Abu Saleh Walid K, Aljabbari Odeaa, Ramlawi Basel, Ramchandani Mahesh
Houston Methodist DeBakey Heart & Vascular Center, Houston Methodist Hospital, Houston, Texas.
Methodist Debakey Cardiovasc J. 2015 Jan-Mar;11(1):48-50. doi: 10.14797/mdcj-11-1-48.
We report the case of a 66-year-old woman with no significant past medical history who presented to the Emergency Department at Houston Methodist Hospital with 24 hours of chest pain. An electrocardiogram was done, an electrocardiogram confirmed a posterolateral ST elevation myocardial infarction. An immediate and successful percutaneous coronary intervention of a totally occluded ramus intermedius was performed. Six hours later she developed pulmonary edema, cardiogenic shock, severe acidosis, and anuria. Echocardiography showed severe mitral regurgitation due to a ruptured anterolateral papillary muscle, and emergency surgery revealed necrosis of this muscle. A bioprosthetic mitral valve was placed, and extracorporeal membrane oxygenation was needed for 3 days. This is a rare mechanical complication of myocardial infarction, which usually affects the posteromedial papillary muscle. The patient subsequently made a good recovery. One month later, just prior to discharge home, the patient developed pneumonia and sepsis, and she expired from multiorgan failure.

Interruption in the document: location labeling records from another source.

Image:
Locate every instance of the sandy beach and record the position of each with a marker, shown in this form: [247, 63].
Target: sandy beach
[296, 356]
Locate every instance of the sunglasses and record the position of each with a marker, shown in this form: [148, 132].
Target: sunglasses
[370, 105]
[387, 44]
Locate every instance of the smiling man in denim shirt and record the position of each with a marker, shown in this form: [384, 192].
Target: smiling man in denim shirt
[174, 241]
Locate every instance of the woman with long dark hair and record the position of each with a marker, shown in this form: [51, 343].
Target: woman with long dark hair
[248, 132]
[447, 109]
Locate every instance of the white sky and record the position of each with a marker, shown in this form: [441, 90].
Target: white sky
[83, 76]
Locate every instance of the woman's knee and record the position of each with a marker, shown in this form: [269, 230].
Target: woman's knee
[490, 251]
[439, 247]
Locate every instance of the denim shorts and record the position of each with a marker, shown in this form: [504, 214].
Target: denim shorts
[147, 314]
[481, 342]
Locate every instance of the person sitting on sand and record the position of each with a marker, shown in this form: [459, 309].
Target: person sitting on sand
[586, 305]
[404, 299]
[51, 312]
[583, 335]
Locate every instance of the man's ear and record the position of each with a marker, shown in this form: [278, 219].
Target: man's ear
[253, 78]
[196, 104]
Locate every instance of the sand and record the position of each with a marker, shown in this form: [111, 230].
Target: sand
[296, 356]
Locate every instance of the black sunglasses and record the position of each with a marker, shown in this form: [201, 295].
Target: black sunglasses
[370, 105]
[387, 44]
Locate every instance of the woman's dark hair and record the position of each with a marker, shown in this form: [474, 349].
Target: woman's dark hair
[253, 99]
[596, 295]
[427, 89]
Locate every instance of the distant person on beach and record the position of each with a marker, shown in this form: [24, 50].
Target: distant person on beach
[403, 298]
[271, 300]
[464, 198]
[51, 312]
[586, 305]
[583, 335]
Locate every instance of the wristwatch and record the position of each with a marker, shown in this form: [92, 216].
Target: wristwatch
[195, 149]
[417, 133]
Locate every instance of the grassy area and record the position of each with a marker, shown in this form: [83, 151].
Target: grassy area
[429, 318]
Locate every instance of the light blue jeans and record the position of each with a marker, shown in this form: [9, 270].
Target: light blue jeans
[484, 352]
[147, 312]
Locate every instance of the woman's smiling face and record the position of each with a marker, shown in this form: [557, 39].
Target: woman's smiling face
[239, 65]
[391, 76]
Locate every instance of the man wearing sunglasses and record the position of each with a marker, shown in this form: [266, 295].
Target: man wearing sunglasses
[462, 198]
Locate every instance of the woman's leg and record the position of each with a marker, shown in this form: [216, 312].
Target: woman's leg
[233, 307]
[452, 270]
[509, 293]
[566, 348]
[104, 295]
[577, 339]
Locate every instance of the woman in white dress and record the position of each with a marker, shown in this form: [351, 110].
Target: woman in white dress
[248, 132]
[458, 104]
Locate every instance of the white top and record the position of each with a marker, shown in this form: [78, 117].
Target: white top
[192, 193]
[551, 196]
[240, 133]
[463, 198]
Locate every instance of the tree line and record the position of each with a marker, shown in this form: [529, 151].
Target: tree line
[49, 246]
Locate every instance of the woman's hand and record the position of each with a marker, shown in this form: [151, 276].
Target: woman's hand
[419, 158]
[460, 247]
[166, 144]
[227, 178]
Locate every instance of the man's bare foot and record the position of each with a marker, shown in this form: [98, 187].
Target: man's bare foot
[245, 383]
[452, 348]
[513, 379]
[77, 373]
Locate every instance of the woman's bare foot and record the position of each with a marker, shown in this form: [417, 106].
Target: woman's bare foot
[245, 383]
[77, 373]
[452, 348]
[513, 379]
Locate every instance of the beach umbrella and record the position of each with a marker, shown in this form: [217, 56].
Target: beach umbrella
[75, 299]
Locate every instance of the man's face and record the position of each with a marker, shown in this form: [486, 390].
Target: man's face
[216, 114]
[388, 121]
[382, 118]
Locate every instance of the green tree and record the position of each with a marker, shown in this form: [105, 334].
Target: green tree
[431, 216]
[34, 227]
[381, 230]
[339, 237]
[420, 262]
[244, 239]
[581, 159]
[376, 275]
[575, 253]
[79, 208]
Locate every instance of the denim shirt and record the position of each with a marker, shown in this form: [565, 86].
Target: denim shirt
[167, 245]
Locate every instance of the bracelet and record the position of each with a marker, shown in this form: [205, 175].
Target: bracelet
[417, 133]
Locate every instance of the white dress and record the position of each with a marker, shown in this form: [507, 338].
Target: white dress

我们报告了一例66岁女性病例,其既往无重大病史,因胸痛24小时就诊于休斯顿卫理公会医院急诊科。进行了心电图检查,心电图证实为后外侧ST段抬高型心肌梗死。对完全闭塞的中间支立即进行了成功的经皮冠状动脉介入治疗。6小时后,她出现了肺水肿、心源性休克、严重酸中毒和无尿。超声心动图显示由于前外侧乳头肌破裂导致严重二尖瓣反流,急诊手术发现该乳头肌坏死。植入了生物人工二尖瓣,体外膜肺氧合治疗持续了3天。这是心肌梗死一种罕见的机械并发症,通常影响后内侧乳头肌。患者随后恢复良好。一个月后,就在出院回家前,患者发生肺炎和脓毒症,最终因多器官衰竭死亡。